Потом опять всё вошло в обычную колею, и дни текли однообразно. В этом спокойствии, уединении от целого мира, в тепле и сиянии фрегат принимает вид какой-то отдаленной степной русской деревни. Встанешь утром, никуда не спеша, с полным равновесием в силах души, с отличным здоровьем, с свежей головой и аппетитом, выльешь на себя несколько ведер воды прямо из океана и гуляешь, пьешь чай, потом сядешь за работу. Солнце уж высоко; жар палит: в деревне вы не пойдете в этот час ни рожь посмотреть, ни на гумно. Вы сидите под защитой маркизы на балконе, и всё прячется под кров, даже птицы, только стрекозы отважно реют над колосьями. И мы прячемся под растянутым тентом, отворив настежь окна и двери кают. Ветерок чуть-чуть веет, ласково освежая лицо и открытую грудь. Матросы уже отобедали (они обедают рано, до полудня, как и в деревне, после утренних работ) и группами сидят или лежат между пушек. Иные шьют белье, платье, сапоги, тихо мурлыча песенку; с бака слышатся удары молотка по наковальне. Петухи поют, и далеко разносится их голос среди ясной тишины и безмятежности. Слышатся еще какие-то фантастические звуки, как будто отдаленный, едва уловимый ухом звон колоколов… Чуткое воображение, полное грез и ожиданий, создает среди безмолвия эти звуки, а на фоне этой синевы небес какие-то отдаленные образы…
Выйдешь на палубу, взглянешь и ослепнешь на минуту от нестерпимого блеска неба, моря; от меди на корабле, от железа отскакивают снопы лучей; палуба и та нестерпимо блещет и уязвляет глаз своей белизной. Скоро обедать; а что будет за обедом? Кстати, Тихменев на вахте: спросить его.

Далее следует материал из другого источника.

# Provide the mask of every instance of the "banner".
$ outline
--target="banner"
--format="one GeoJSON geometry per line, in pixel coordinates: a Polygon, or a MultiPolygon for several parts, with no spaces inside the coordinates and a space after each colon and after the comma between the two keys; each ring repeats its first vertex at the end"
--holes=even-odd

«Что сегодня, Петр Александрович?» Он только было разинул рот отвечать, как вышел капитан и велел поставить лиселя. Ему показалось, что подуло немного посвежее. «На лисель-фалы!» — командует Петр Александрович детским басом и смотрит не на лисель-фалы, а на капитана. Тот тихонько улыбается и шагает со мной по палубе. Вот капитан заметил что-то на баке и пошел туда. «Что ж за обедом?» — спросил я Петра Александровича, пользуясь отсутствием капитана. «Суп с катышками, — говорит Петр Александрович. — Вы любите этот суп?» — «Да ничего, если зелени побольше положить!» — отвечаю я. «Рад бы душой, — продолжает он с свойственным ему чувством и красноречием, — поверьте, я бы всем готов пожертвовать, сна не пожалею, лишь бы только зелени в супе было побольше, да не могу, видит Бог, не могу… Ну так и быть, для вас… Эй, вахтенный! поди скажи Карпову, чтоб спросил у Янцева еще зелени и положил в суп. Видите, это для вас, — сказал он, — пусть бранят меня, если недостанет зелени до мыса Доброй Надежды!» Я с чувством пожал ему руку. «А еще что?» — нежно спросил я, тронутый его добротой.
«Еще… курица с рисом…» — «Опять!» — горестно воскликнул я. «Что делать, что мне делать — войдите в мое положение: у меня пяток баранов остался, три свиньи, пятнадцать уток и всего тридцать кур: изо ста тридцати — подумайте! ведь мы с голоду умрем!» Видя мою задумчивость, он не устоял. «Завтра, так и быть, велю зарезать свинью…» — «На вахте не разговаривают: опять лисель-спирт хотите сломать!» — вдруг раздался сзади нас строгий голос воротившегося капитана. «Это не я-с, это Иван Александрович!» — тотчас же пожаловался на меня Петр Александрович, приложив руку к козырьку. «Поправь лисель-фал!» — закричал он грозно матросам. Капитан опять отвернулся. Петр Александрович отошел от меня. «Вы не досказали!» — заметил я ему. Он боязливо поглядел во все стороны. «Жаркое — утка, — грозно шипел он через ют, стараясь не глядеть на меня, — пирожное…» Белая фуражка капитана мелькнула близ юта и исчезла. «Пирожное — оладьи с инбирным вареньем… Отстаньте от меня: вы все в беду меня вводите!» — с злобой прошептал он, отходя от меня как можно дальше, так что чуть не шагнул за борт. «Десерта не будет, — заключил он почти про себя, — Зеленый и барон по ночам всё поели, так что в воскресенье дам по апельсину да по два банана на человека». Иногда и не спросишь его, но он сам не утерпит. «Сегодня я велел ветчину достать, — скажет он, — и вынуть горошек из презервов» — и т. д. доскажет снисходительно весь обед.